On March 4, Tadg and Diarmuid confronted Mrs O’Sullivan in her bedroom about the inheritance, leaving her frightened.

Diarmuid later threatened to take his own life if he did not get what he wanted over the will, and Tadg warned Mark he would be the cause of his brother’s death.

Mark confided in his friend from the University of Limerick, Charmilla Raman, about the row.

She later told gardaí that Mark described Diarmuid as obsessed about money.

She said Mark was concerned about the tax implications of a business Diarmuid had started with his father, which sold firewood for cash.

“My interactions with them [Tadg and Diarmuid] were minimal,” said Ms Raman. “I didn’t like Diarmuid – he didn’t seem that nice.
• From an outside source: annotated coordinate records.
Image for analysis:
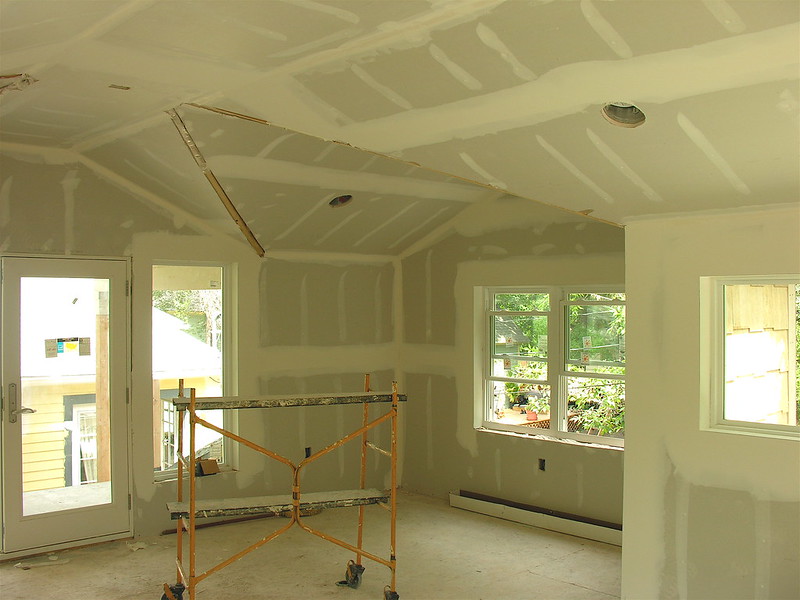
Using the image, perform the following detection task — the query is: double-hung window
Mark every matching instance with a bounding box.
[476,287,625,446]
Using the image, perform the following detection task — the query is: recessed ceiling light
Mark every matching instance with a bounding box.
[328,194,353,208]
[603,102,645,127]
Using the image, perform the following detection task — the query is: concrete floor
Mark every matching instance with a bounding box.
[0,493,621,600]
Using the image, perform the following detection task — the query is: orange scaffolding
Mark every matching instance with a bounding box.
[161,375,406,600]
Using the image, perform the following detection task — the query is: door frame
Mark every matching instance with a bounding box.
[0,252,133,560]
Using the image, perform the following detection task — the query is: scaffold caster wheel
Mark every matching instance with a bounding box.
[336,560,364,589]
[161,583,186,600]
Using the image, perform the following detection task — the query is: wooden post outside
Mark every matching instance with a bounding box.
[152,380,164,470]
[94,291,111,482]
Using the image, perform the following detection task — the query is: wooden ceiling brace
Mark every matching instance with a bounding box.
[166,108,265,258]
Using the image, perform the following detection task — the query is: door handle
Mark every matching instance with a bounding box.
[8,383,36,423]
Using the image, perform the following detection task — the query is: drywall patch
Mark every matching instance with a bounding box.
[679,485,757,599]
[259,258,394,347]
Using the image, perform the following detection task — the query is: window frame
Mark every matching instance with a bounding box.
[150,260,239,483]
[700,274,800,441]
[474,285,626,450]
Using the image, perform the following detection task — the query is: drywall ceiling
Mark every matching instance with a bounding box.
[0,0,800,254]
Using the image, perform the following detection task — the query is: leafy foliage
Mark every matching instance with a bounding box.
[153,290,222,350]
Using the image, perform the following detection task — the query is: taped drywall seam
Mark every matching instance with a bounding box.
[61,169,81,256]
[581,0,633,58]
[428,44,483,92]
[166,108,265,257]
[76,154,239,243]
[300,274,308,346]
[372,270,384,344]
[536,135,614,204]
[425,248,433,343]
[0,73,39,95]
[751,496,774,600]
[425,375,435,473]
[673,473,698,598]
[389,207,450,251]
[678,112,750,196]
[0,175,14,252]
[184,102,622,227]
[586,128,664,202]
[475,23,536,81]
[336,271,347,344]
[702,0,747,33]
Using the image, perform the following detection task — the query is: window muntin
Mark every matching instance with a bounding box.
[701,275,800,439]
[481,288,625,446]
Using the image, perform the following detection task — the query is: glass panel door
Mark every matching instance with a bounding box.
[2,258,130,552]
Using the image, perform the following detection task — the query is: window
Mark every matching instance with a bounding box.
[153,265,232,478]
[476,288,625,446]
[701,277,800,437]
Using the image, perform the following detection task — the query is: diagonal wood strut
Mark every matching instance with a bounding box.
[167,108,265,257]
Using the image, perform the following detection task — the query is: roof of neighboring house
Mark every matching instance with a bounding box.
[494,317,531,344]
[20,278,222,379]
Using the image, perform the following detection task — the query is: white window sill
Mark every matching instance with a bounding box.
[153,465,237,484]
[475,426,625,451]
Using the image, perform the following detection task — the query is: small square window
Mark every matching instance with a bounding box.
[703,277,800,437]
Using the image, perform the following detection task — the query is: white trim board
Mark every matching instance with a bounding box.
[450,492,622,547]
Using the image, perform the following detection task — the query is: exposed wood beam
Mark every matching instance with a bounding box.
[167,108,265,257]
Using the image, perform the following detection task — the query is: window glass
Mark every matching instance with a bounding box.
[153,265,225,472]
[482,288,625,446]
[494,292,550,312]
[565,304,625,374]
[723,282,800,426]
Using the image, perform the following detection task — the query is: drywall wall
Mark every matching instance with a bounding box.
[0,154,184,256]
[622,205,800,599]
[401,199,624,523]
[133,239,404,535]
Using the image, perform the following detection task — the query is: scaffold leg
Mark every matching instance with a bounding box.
[336,560,364,589]
[161,583,186,600]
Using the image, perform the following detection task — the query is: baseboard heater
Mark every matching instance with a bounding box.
[450,490,622,546]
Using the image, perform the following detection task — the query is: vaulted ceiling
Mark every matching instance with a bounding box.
[0,0,800,254]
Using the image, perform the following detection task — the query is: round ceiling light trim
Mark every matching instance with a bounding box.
[603,102,646,128]
[328,194,353,208]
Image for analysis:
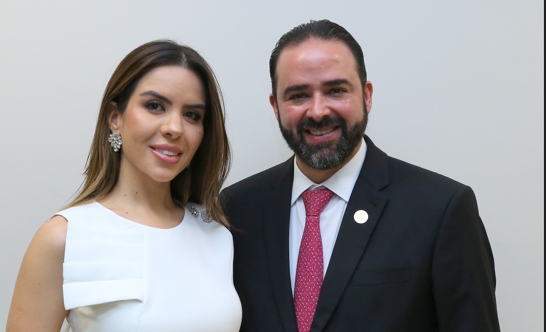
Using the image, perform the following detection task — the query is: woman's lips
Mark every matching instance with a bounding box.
[150,147,182,164]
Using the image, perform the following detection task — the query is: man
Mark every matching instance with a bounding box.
[223,20,500,332]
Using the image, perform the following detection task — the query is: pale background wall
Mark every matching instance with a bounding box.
[0,0,544,332]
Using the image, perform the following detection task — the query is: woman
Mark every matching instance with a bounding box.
[7,41,241,332]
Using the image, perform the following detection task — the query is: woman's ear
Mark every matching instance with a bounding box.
[108,101,121,133]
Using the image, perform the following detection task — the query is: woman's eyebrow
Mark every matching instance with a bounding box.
[140,90,172,105]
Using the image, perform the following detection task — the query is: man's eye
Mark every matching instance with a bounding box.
[292,93,305,99]
[146,101,165,112]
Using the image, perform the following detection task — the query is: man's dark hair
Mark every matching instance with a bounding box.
[269,20,368,99]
He didn’t give off good vibes.

“Don’t know how they are related. Mark’s father came across a bit thick. When I met him, we didn’t really speak.

“Mark said he thought Diarmuid was a bit spoiled. Mark thought he was obsessed with money. He was always trying to find ways to make money.

“Mark also said that when they found out that their mother had cancer, Diarmuid smiled or smirked.”

Ms Raman, like Mark’s other friend Clara Lucey, urged him to leave the family home after Diarmuid told a neighbour on October 11 he would leave “a trail of carnage” if he did not get his way over the will.